Van Anh Vuong, University of Cologne
In this paper we estimate a dynamic structural model of firm's decision to invest in R&D and use it to measure the expected long-run benefit from R&D investment.
We apply the model to German firms in five high-tech manufacturing industries and distinguish firms by whether they sell purely in the domestic market or also export some of their production.

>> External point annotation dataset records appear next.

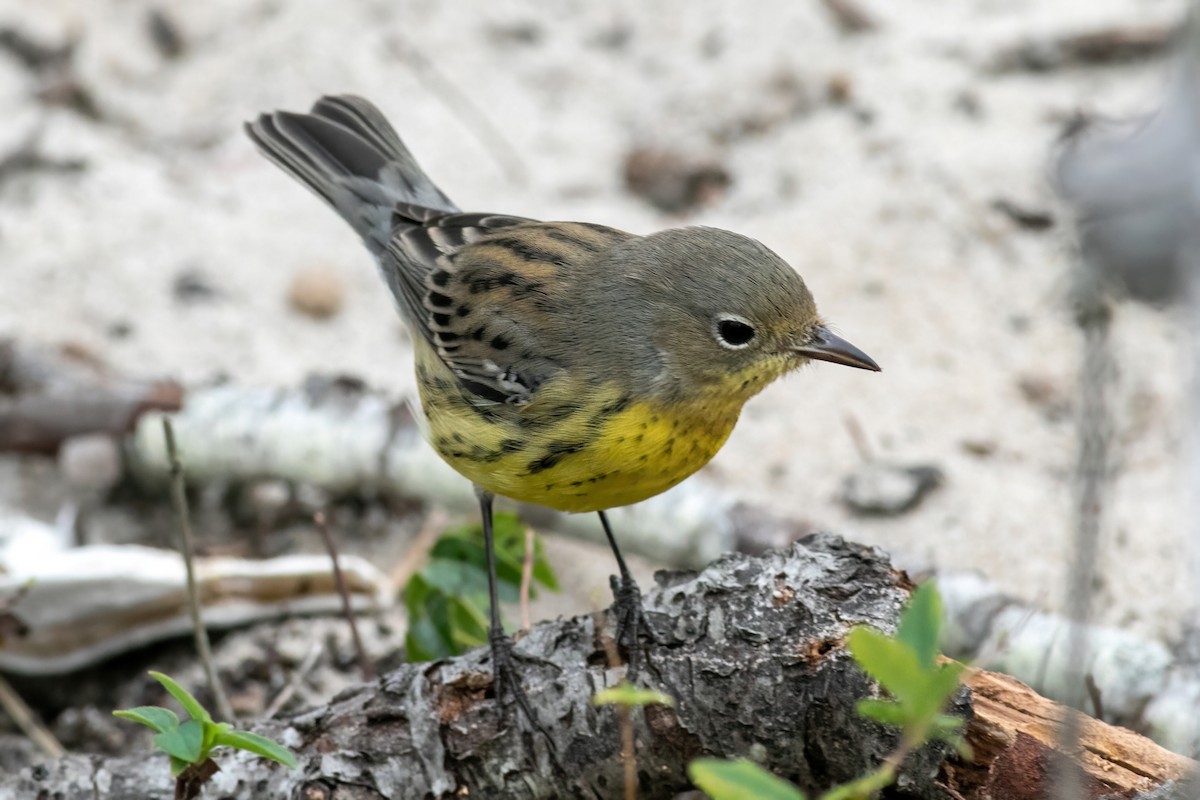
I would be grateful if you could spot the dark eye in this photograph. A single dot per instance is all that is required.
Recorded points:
(733, 334)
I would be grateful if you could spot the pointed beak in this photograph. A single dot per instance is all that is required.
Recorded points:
(826, 347)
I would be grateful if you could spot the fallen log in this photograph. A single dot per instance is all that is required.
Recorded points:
(753, 651)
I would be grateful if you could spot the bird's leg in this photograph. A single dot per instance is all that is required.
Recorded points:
(504, 673)
(631, 623)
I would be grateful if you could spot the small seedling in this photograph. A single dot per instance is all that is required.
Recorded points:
(447, 601)
(906, 667)
(739, 780)
(625, 697)
(190, 743)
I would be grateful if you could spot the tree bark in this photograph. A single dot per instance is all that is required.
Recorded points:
(751, 649)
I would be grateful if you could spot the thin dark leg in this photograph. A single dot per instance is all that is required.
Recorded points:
(504, 673)
(631, 621)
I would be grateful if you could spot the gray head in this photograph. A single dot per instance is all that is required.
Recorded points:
(727, 314)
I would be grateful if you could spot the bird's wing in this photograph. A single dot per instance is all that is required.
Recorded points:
(495, 293)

We find that R&D investment leads to a higher rate of product and process innovation among exporting
firms and these innovations have a larger impact on productivity improvement
in export market sales. As a result, exporting firms have a higher payoff from R&D investment, invest more frequently in R&D than firms that only sell in the domestic market,
and, subsequently, have higher rates of productivity growth. The endogenous investment in R&D is an important mechanism that leads to a divergence in the long-run performance
firms that differ in their export market exposure.
About the speaker
Van Anh Vuong has been assistant professor for applied microeconomics at the University of Cologne and an affiliated researcher at the Institute of Energy Economics at the University of Cologne since 2012. She I got her Ph.D. in economics from The Pennsylvania State University after receiving her master's degree in economics from the Freie Universität Berlin. Her research interests include applied microeconomics and empirical industrial organization, in particular innovation economics and firm entry and exit decisions.